Виталий Николаевич не писал ей о своих ранениях, о полученных наградах, званиях, должностях. Вероятно, он думал, что это не может интересовать ее. Но по мере того как она, деля свое возбужденное и утончившееся внимание между рассказом Слепцова и своими смятенными мыслями, вспоминала письма мужа и отдельные фразы из них, она не могла скрыть от себя, что, в общем, он сообщал ей о всех своих делах, передрягах, переводах из части в часть, с фронта на фронт. Перед ней всплыла фраза: "Вот у меня и вторая царапина - все идет отлично". Он сообщал ей об этом в игривом тоне - конечно, потому, что не хотел ее волновать.
Она стала упорно вспоминать, - не упуская при этом ни единого слова из рассказа Слепцова, - что она ответила Виталию на сообщение о "царапинах". И покрылась холодным потом: ответила она что-то удручающе незначительное, мелкое, даже не сказала, что понимает, как ему трудно. Между тем он выносил тяжести невыносимые, муки смертные.
Когда солдат рассказывал о том, как Виталий Николаевич шел по грязи в плохой шинели, без еды и в порванных сапогах, она испытывала знакомое ей чувство покровительственной жалости и даже некоторого удовлетворения тем обстоятельством, что муж без нее беспомощен и не приспособлен к жизни, тезис, который она не уставала повторять когда-то. Но по мере хода рассказа она поняла, какая все это чепуха, он вряд ли замечал свой унылый и несчастный вид, он был нетребователен, он и от нее так мало требовал. Он был скромен и горд. Впрочем, был ли он скромен? Был ли он горд? Она не знала. Она плохо знала его. Или, может быть, этот солдат его плохо знал? Кто знал подлинного Виталия Нечаева? Она, которая провела с ним десять лет - три тысячи шестьсот пятьдесят дней, или он, знавший его три дня?
Конечно, она имела свои оправдания. Эти годы она жила в маленьком сибирском городке, казалось, целиком сотканном из неуюта и холода, тем более что старожилы, местные чалдоны, жили в своих бревенчатых черных домах уютно, тепло и замкнуто.
С великим трудом приживалась она в тех краях: жизнь там текла трудно и однообразно, и ей казалось, что хуже не бывает. Мечта о возвращении в Москву превратилась у нее почти в манию. Каждый день войны казался ей проклятием, потому что откладывал это возвращение. Правда, ее жизнеспособность не изменила ей и там. Она вскоре сравнительно сносно устроилась, пробилась сквозь строй препятствий, сквозь вязкую массу неподвижного быта тех мест. Энергия пополам с полусознательным кокетством, тоже являющимся проявлением энергии и жизнеспособности в красивой женщине, помогла ей встать на ноги, получить собственный угол, хорошую работу, полезные знакомства.

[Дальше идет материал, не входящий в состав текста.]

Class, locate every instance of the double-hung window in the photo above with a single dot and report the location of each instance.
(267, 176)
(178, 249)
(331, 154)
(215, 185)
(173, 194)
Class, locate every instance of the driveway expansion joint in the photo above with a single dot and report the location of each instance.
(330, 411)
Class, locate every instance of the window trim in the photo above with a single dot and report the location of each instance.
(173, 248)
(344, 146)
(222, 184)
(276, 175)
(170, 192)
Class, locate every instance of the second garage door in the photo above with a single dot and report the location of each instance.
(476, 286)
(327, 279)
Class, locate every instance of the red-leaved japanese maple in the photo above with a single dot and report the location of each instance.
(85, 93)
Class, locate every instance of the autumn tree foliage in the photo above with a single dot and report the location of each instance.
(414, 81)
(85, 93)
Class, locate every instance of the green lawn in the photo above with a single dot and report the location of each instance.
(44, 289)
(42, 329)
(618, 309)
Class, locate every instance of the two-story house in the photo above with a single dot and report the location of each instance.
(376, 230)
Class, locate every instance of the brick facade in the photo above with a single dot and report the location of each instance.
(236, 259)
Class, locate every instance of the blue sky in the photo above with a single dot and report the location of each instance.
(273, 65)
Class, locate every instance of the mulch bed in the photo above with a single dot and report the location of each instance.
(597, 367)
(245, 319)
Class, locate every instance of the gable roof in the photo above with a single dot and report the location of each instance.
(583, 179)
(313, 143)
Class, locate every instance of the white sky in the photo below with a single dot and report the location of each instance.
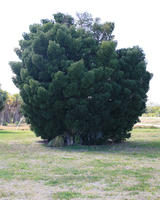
(136, 23)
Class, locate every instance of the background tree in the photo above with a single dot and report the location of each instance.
(3, 97)
(11, 112)
(75, 83)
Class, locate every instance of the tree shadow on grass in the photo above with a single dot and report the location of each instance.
(131, 148)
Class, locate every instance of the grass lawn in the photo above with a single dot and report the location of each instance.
(31, 171)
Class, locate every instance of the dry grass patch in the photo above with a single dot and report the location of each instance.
(29, 170)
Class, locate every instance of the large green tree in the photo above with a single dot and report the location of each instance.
(3, 97)
(75, 83)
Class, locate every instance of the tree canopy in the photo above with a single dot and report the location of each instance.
(3, 97)
(74, 82)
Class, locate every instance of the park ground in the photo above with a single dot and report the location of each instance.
(29, 170)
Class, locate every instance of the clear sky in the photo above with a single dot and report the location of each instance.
(136, 23)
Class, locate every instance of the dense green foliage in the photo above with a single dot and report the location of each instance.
(3, 97)
(152, 111)
(75, 83)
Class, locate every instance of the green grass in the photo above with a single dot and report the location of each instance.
(30, 170)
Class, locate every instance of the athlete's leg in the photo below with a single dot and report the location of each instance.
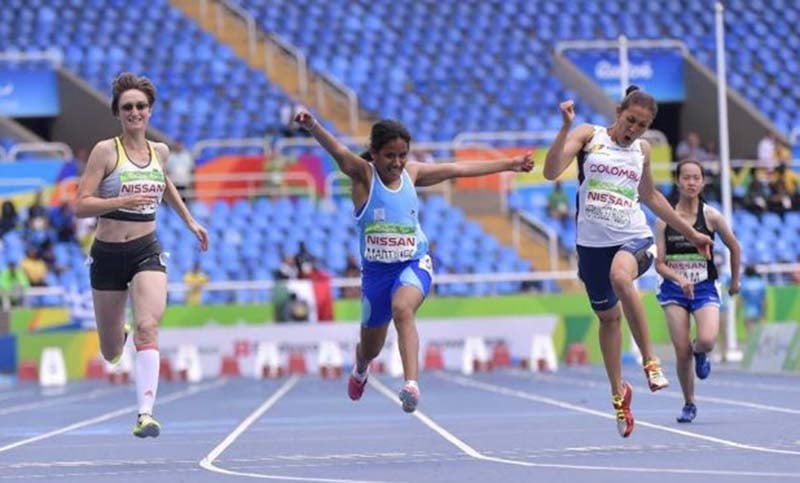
(370, 345)
(109, 312)
(405, 302)
(624, 270)
(149, 296)
(679, 328)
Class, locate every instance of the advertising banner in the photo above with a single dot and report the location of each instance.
(658, 72)
(28, 92)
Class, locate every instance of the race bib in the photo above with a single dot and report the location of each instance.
(608, 204)
(693, 267)
(388, 243)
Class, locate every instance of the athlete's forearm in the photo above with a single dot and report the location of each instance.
(91, 206)
(663, 210)
(556, 160)
(173, 199)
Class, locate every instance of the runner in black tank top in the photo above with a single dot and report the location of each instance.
(689, 285)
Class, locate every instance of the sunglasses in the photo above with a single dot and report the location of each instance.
(139, 105)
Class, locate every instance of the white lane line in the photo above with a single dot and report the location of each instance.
(565, 405)
(208, 462)
(111, 415)
(56, 401)
(676, 395)
(470, 451)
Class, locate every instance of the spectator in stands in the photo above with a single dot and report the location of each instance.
(123, 184)
(767, 151)
(754, 297)
(795, 276)
(195, 279)
(13, 282)
(180, 168)
(352, 270)
(558, 203)
(396, 270)
(784, 188)
(759, 192)
(690, 148)
(303, 261)
(614, 241)
(33, 267)
(62, 219)
(689, 287)
(38, 232)
(8, 218)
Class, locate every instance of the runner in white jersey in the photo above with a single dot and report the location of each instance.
(396, 272)
(614, 243)
(123, 184)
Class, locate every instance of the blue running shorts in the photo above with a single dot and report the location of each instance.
(594, 268)
(705, 293)
(379, 282)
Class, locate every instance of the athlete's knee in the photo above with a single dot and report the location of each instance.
(610, 317)
(620, 280)
(146, 332)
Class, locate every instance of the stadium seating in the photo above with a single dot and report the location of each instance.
(204, 89)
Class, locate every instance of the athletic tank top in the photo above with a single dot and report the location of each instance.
(682, 256)
(128, 179)
(608, 197)
(388, 223)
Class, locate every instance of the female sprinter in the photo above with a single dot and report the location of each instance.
(396, 269)
(123, 184)
(689, 285)
(614, 242)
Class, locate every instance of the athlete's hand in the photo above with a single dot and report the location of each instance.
(137, 201)
(703, 243)
(305, 120)
(734, 288)
(567, 112)
(687, 287)
(200, 233)
(522, 164)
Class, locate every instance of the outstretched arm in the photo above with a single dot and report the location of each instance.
(567, 144)
(350, 163)
(426, 174)
(97, 167)
(718, 224)
(173, 198)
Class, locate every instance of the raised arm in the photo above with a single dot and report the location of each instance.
(718, 224)
(650, 196)
(661, 262)
(173, 199)
(427, 174)
(100, 164)
(567, 144)
(351, 164)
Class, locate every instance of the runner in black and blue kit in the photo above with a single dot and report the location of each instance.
(690, 281)
(396, 269)
(614, 242)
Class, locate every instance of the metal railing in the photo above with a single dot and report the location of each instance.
(342, 282)
(261, 143)
(63, 150)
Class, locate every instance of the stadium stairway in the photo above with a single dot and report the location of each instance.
(230, 29)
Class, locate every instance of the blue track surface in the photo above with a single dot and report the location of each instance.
(501, 427)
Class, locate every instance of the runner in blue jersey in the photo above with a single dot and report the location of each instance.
(614, 242)
(396, 270)
(690, 281)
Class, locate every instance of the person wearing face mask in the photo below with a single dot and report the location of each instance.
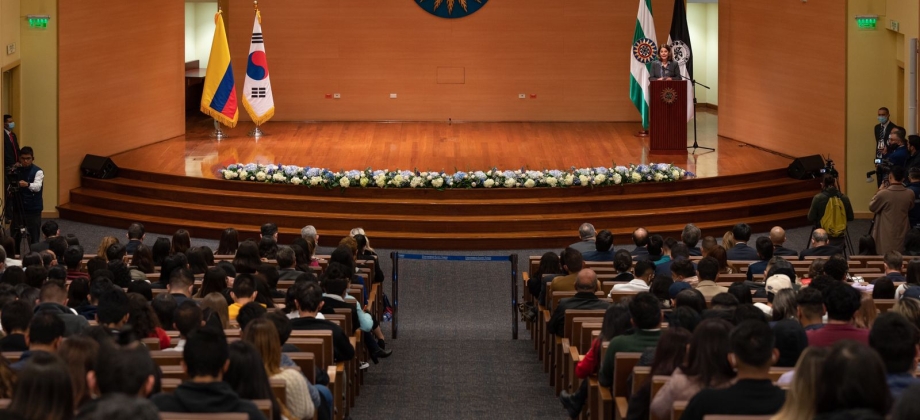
(665, 68)
(882, 131)
(10, 143)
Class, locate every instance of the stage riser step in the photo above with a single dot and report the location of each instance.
(473, 194)
(441, 204)
(330, 237)
(560, 218)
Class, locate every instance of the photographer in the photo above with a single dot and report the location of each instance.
(29, 180)
(891, 204)
(819, 206)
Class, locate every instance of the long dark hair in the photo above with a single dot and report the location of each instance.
(853, 376)
(670, 351)
(196, 260)
(247, 258)
(616, 321)
(707, 358)
(229, 242)
(182, 241)
(160, 250)
(246, 375)
(141, 316)
(913, 271)
(44, 390)
(143, 259)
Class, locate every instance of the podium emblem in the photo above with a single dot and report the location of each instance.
(450, 9)
(668, 95)
(644, 50)
(681, 52)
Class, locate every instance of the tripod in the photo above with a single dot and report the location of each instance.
(696, 145)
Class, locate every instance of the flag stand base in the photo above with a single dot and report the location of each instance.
(218, 133)
(256, 133)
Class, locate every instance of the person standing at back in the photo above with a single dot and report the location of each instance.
(890, 205)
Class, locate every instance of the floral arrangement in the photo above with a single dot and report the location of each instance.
(493, 178)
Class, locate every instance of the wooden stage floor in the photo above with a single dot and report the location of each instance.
(440, 146)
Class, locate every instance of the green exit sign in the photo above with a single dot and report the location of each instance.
(38, 21)
(867, 22)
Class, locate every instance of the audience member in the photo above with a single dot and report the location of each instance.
(708, 273)
(841, 302)
(802, 381)
(44, 390)
(740, 251)
(852, 381)
(205, 360)
(585, 286)
(897, 341)
(753, 393)
(53, 298)
(15, 318)
(819, 246)
(707, 366)
(645, 312)
(46, 331)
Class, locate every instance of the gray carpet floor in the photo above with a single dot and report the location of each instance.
(454, 358)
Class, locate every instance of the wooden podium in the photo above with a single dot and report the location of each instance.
(668, 116)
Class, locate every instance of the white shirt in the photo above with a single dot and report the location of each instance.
(634, 285)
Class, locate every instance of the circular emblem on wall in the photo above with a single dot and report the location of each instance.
(451, 9)
(645, 50)
(681, 52)
(668, 95)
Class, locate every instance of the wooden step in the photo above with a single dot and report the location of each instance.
(563, 217)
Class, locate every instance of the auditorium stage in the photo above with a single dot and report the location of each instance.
(440, 146)
(175, 184)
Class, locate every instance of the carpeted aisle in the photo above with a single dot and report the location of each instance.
(454, 358)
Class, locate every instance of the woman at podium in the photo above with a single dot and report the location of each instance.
(665, 68)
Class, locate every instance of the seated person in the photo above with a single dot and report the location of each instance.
(645, 312)
(15, 319)
(309, 302)
(897, 340)
(205, 359)
(752, 355)
(244, 291)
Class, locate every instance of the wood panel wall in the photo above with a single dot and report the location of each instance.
(573, 55)
(782, 75)
(121, 79)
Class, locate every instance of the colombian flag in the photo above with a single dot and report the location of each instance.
(219, 97)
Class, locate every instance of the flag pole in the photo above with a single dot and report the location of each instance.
(256, 132)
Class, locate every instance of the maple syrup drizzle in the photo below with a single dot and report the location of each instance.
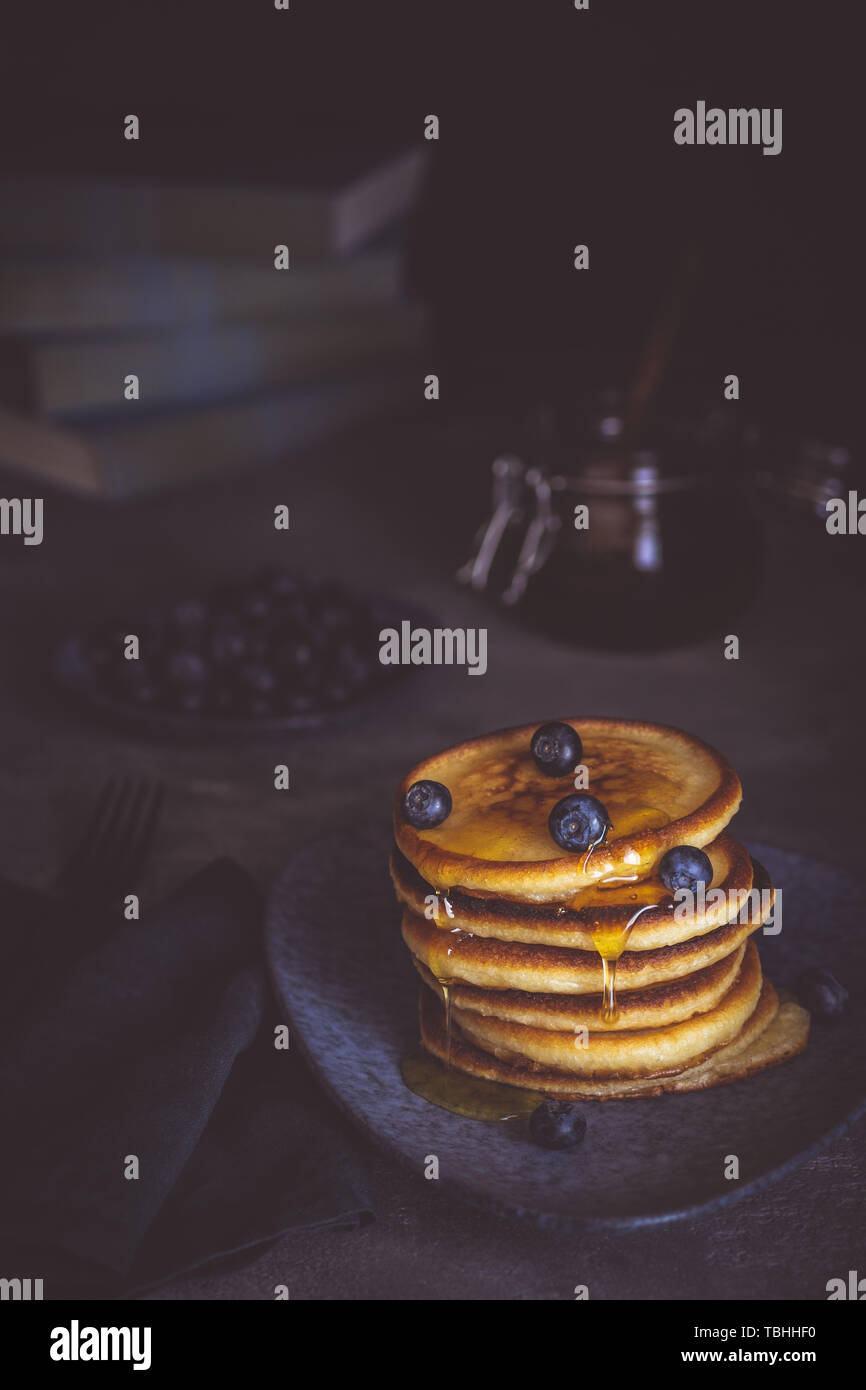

Потом она узнала, где находятся сослуживцы мужа, списалась с ними. Они вызвали ее в другой, большой сибирский город и устроили в институт, где работал Нечаев до войны (этот институт эвакуировался туда из Москвы в октябре сорок первого года). В ее переезде и устройстве особенную роль сыграл Ростислав Иванович Винокуров, приятель Нечаева, видный инженер и изобретатель. Она часто стала бывать у Винокуровых и замечала не без чувства самодовольства, что Винокурову приятно общение с ней, что ему, человеку широко образованному, выдающемуся в кругу их знакомых и сослуживцев, с ней интересно, хотя когда-то, при первоначальном их знакомстве в Москве, он не обращал на нее никакого внимания: она была для него тогда женой Нечаева, и не более.
На новом месте ей было легче, но все-таки и тут шла суровая, полуголодная жизнь.